Os modernistas realizam, em todas as artes, uma aproximação crítica das obras do passado. No universo literário, a releitura de textos famosos das escolas anteriores torna-se uma forma de rejeição ou de admiração. Com freqüência, os modernos reescrevem alguns dos textos consagrados sob uma perspectiva de humor: a paródia.
Um dos livros de crítica literária de Mário de Andrade chama-se A escrava que não é Isaura, numa evidente alusão ao romance de Bernardo Guimarães. Poucos poetas resistiram à chance de parodiar a antológica Canção do exílio, de Gonçalves Dias, conforme podemos verificar num conjunto de excertos, como o de Oswald de Andrade, Canto do regresso à pátria:

Minha terra tem palmares
Onde gorjeia o mar
Os passarinhos aqui
Não cantam como os de lá
Minha terra tem mais rosas

E quase que mais amores
Minha terra tem mais ouro
Minha terra tem mais terra (...)
Não permita Deus que eu morra

Sem que eu volte para são Paulo
Sem que eu veja a rua 15
E o progresso de São Paulo

Em Canção, Mário Quintana parece fazer um protesto ecológico:

Minha terra não tem palmeiras...
E em vez de um mero sabiá,
Cantam aves invisíveis
Nas palmeiras que não há.

Carlos Drummond, mais filosófico, reflete sobre a distância da felicidade em Nova canção do exílio:

Um sabiá
na palmeira, longe.
Estas aves cantam
um outro canto. (...)
Onde tudo é belo

e fantástico,
só, na noite,
seria feliz.
(Um sabiá,
na palmeira, longe.)

Também Murilo Mendes mostra-se irreverente com o célebre poema romântico:

Minha terra tem macieiras da Califórnia
onde cantam gaturamos de Veneza. (...)
Eu morro sufocado em terra estrangeira.
Nossas flores são mais bonitas
nossas frutas são mais gostosas
mas custam cem mil réis a dúzia.
Ai quem me dera chupar uma carambola

de verdade
e ouvir um sabiá com certidão de idade!

http://educaterra.terra.com.br/literatura/

Modernismo

Momento sócio-cultural

. As máquinas e o ritmo acelerado da civilização industrial se incorporavam à paisagem brasileira.
. Problemas sociais antigos continuam sem solução, produzindo tensões e conflitos graves. Os meios intelectuais sentem que é preciso reformar o Brasil, mergulhado numa contradição grave: ao mesmo tempo em que se modernizava, mantinha uma organização social arcaica.

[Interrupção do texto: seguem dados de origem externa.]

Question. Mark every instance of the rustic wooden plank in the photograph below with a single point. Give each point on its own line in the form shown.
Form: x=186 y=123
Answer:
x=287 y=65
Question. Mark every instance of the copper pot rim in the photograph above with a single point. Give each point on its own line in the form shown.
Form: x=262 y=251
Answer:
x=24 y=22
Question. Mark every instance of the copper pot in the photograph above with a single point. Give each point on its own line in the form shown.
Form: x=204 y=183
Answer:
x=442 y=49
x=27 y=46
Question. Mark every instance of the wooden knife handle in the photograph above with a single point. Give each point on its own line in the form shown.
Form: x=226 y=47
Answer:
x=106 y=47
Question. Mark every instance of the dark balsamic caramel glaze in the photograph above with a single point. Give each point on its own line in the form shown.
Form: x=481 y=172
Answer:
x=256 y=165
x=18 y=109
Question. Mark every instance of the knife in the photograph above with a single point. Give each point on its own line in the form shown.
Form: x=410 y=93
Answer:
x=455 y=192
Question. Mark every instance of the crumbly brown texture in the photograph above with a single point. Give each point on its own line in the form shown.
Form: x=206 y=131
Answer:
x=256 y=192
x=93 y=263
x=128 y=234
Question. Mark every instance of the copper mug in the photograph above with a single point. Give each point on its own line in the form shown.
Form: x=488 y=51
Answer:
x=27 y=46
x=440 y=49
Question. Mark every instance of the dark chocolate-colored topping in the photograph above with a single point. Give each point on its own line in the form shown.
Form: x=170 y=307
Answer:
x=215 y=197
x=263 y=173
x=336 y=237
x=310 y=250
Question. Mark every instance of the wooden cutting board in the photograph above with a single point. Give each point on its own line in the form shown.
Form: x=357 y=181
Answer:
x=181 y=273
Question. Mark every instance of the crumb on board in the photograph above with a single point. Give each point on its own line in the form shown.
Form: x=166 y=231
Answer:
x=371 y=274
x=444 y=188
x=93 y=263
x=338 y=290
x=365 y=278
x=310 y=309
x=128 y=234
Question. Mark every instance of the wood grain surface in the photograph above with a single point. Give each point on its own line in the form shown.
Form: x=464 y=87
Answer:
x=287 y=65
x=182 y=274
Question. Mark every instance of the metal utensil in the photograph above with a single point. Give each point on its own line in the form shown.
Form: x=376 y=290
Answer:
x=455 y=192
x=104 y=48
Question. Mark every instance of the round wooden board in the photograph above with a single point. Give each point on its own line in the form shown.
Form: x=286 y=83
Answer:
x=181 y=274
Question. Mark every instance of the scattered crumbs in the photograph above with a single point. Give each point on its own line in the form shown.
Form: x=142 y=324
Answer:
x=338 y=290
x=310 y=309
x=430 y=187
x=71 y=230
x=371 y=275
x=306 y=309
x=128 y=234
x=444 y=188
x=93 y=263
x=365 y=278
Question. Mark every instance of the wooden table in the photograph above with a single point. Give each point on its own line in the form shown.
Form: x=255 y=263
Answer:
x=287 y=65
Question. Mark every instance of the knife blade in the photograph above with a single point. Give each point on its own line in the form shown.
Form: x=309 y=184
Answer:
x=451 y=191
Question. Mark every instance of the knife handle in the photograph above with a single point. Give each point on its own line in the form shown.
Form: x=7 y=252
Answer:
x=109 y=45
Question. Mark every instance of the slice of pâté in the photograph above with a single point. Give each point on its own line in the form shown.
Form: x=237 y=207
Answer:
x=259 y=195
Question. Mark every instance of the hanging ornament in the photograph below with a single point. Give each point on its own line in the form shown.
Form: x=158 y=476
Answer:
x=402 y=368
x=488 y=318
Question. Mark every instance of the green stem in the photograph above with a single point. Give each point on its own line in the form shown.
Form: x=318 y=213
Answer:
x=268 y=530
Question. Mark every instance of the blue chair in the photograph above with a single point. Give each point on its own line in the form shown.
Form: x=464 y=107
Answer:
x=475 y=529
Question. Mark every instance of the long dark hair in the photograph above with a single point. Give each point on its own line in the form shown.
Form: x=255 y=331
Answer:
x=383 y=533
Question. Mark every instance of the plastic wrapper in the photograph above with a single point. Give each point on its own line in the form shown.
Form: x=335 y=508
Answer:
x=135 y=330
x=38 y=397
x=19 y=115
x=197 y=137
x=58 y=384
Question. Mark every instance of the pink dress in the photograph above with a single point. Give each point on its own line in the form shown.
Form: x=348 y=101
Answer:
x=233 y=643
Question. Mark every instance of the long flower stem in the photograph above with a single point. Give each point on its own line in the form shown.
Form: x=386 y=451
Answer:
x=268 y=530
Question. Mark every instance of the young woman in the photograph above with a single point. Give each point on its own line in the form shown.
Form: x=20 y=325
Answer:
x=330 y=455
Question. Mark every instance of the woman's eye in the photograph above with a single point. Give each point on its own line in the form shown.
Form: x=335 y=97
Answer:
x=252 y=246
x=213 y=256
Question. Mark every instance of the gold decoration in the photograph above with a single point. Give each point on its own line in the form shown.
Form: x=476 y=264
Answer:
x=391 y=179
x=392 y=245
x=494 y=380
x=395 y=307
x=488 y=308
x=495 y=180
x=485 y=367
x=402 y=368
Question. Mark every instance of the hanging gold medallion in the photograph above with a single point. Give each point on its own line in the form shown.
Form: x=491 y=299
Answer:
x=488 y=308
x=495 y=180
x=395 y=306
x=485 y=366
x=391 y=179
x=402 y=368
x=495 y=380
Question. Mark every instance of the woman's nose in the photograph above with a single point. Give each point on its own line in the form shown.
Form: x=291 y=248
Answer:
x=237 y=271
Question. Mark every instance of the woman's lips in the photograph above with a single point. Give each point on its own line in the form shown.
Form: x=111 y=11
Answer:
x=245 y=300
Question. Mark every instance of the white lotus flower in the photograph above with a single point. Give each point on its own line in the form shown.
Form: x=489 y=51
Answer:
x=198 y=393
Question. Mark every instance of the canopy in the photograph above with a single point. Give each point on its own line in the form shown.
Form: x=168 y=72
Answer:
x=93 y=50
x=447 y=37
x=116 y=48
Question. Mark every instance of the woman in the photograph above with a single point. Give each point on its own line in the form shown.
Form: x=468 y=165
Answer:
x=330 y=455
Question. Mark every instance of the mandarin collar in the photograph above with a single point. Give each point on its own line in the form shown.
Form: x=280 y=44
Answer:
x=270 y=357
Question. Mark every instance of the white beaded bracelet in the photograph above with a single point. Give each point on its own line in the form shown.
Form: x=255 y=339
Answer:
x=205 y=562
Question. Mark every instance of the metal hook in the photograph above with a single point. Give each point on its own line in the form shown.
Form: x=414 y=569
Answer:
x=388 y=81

Características literárias

. A 1ª fase é a de ruptura com o passado. Humor, uso do coloquial, primitivismo, vanguardas, tudo é válido para criar uma literatura em sintonia com os novos tempos.

. Na 2ª fase se estabelecem o romance regionalista, que retrata uma certa região do país, e a prosa intimista, que estuda o homem urbano.

. A 3ª fase nega algumas das propostas da 1ª e retoma o uso cuidadoso e consciente da palavra. O número de correntes literárias e autores cresce, o que torna difícil classificar essa fase.


Alguns autores e obras

. Mário de Andrade: deixou uma obra vasta e muito influente, onde os destaques são Paulicéia Desvairada(1922), Macunaíma(1928), Contos Novos(1946), Lira Paulistana (1946).

. Oswald de Andrade: incorporou elementos das vanguardas européias em seus poemas. Escreveu Memórias Sentimentais de João Miramar(1924), Pau-Brasil(1925), Serafim Ponte Grande(1933), O Rei da Vela(1937).

. Manuel Bandeira: deixou obra lírica, precisa e simples, mas muito bem construída. Destacam-se Libertinagem(1930), Estrela da Manhã(1936), Itinerário de Pasárgada (1954), Estrela da Vida Inteira(1966).

. Graciliano Ramos: expoente do romance regional e de análise psicológica. Tem como principais obras São Bernardo(1934), Angústia(1936), Vidas Secas(1938), Memórias do Cárcere(1953).

. Carlos Drummond de Andrade: considerado um dos maiores poetas da literatura brasileira, deixou obra que expressa a angústia do homem contemporâneo. Destaques: Alguma Poesia(1930), Sentimento do Mundo(1940), A Rosa do Povo(1945), Claro Enigma(1951), Boitempo(1968).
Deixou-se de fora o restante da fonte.